You’re an overthinker. Okay then, my next question is what are you going to do about it?

If you want to change or improve something in your life, you have to commit to your growth. You have to commit to making changes in your life.

Don’t just throw in the towel, tell yourself you’re an overthinker and you always will be.

Stop making it part of your identity and start learning how to grow.

Believing in change is the first step to making things change.

Do something about it. Try different techniques. Some things will work for you and others won’t. Find out what works for you.

Read books on the topic. Learn about how your brain works and learn practices and actions for improving the way you think, how to control anxiety, and deal better with stress.

Overthinking can become a habit. If you need help breaking the habit, I have a great course for you!

The course is How to Break the Habit of Self-Doubt and Build Real Confidence by the amazing Mel Robbins. It’s an online course held over at CreativeLive (which has an amazing range of personal development courses). I’ve taken this course myself and it helped me a great deal. You can read about my experience here and why I think this course can help you.

If you are struggling with anxiety, here are two books that can help.

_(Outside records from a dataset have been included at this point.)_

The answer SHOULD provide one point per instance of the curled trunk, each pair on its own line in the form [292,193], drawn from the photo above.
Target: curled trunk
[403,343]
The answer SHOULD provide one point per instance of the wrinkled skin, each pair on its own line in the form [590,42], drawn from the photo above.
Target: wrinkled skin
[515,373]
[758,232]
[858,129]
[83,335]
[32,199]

Focus on the important stuff

Right now you might be thinking – but I overthink the important stuff!

I get it. So let’s rephrase that heading – Focus on the important stuff that you can control.

I fully understand that sometimes the important stuff that you have little or no control over can be some pretty serious, hard to deal with situations. I’m definitely not downplaying that.

For the stuff, you can control, focus on finding solutions. Stop overthinking and take action.

You can stop overthinking. You are in control of your thoughts. You are definitely in control of your actions. Start experimenting and find out what techniques and strategies work for you. Make it as fun and playful as possible.

Stop overthinking and live a happier, calmer life.